Un progetto, questo, in verità poco accarezzato dalla classe dirigente aquilana che si è succeduta negli anni, la quale non ha mai mostrato particolari attenzioni verso questa valle. Dunque è inevitabile non prendere atto che la tutela del sistema paesaggistico locale è stata del tutto ignorata. Tale considerazione evidenzia la sconfitta che ha subito l’urbanistica nel ridefinire questo tratto di territorio montano. L’occasione, ahimè, palesatasi in conseguenza a questo triste evento, avrebbe dovuto fare di una metodica pianificazione urbana uno dei punti di forza dell’altopiano. Un’opportunità e persa, dunque? Il tempo sarà arbitro imparziale nel giudicare ciò che si è costruito e ciò che si sta tentando di ricostruire oggi. Non è errato sostenere che l’avvenire di Roio passa, oltre che dalla ricostruzione, ovviamente, anche attraverso la realizzazione di infrastrutture che possono promuovere turismo, socialità e cultura. Tali prerogative, se non altro, contribuirebbero a creare posti di lavoro, obiettivo questo che non bisogna mai perdere di vista per evitare la desertificazione giovanile dell’area in oggetto. Ma, la lungimiranza, si sa, è una sorta di bussola di cui non sempre si tiene conto, e l’evoluzione programmatica degli ultimi tempi ci costringe a raccontare un’altra storia.
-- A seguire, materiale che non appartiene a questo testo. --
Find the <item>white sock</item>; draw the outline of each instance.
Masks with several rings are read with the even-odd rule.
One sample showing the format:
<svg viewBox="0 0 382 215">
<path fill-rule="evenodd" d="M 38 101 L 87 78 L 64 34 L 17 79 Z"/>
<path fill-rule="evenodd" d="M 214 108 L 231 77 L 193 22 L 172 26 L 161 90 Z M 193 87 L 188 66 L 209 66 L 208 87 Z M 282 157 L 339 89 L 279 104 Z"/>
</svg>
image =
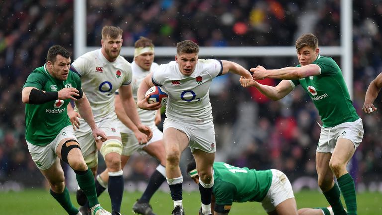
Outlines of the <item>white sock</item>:
<svg viewBox="0 0 382 215">
<path fill-rule="evenodd" d="M 211 214 L 211 204 L 204 205 L 203 203 L 201 204 L 201 212 L 203 214 L 205 215 Z"/>
<path fill-rule="evenodd" d="M 181 207 L 183 208 L 182 200 L 174 200 L 174 207 L 175 208 L 175 206 L 177 205 L 180 206 Z"/>
</svg>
Una storia che parla anche di anziani. I quali sono tra coloro che hanno subito più di tutti i traumi di quel tragico evento. Questi saggi “Aquilani di campagna” rientrano nel novero di coloro ai quali è stata data un’accettabile “sistemazione provvisoria” ma gli è stato strappato il paese e con esso reciso il contesto relazionale nel quale hanno vissuto. Sono passati sette lunghi anni da quel giorno. Troppi per i ragazzi che non sono cresciuti nei vicoli e nelle aie di quei paesi. Che non hanno respirato il senso di libertà e di giovialità che quell’ambiente emanava. Ma quegli anni sono ancora di più per quella generazione della terza età che rischia di non vedere ricostruito il suo mondo. E in questo caso sarebbe un’imperdonabile sconfitta per tutti. E’, dunque, necessario tornare alla normalità nel più breve tempo possibile. E’ bene che ognuno si assuma le proprie responsabilità in base ai delicati compiti che la legislazione in materia gli ha assegnato e, visto che i soldi in cassa ci sono, si diano inizio ai lavori prima che si ricostruiscano paesi che poi rischierebbero di rimanere vuoti!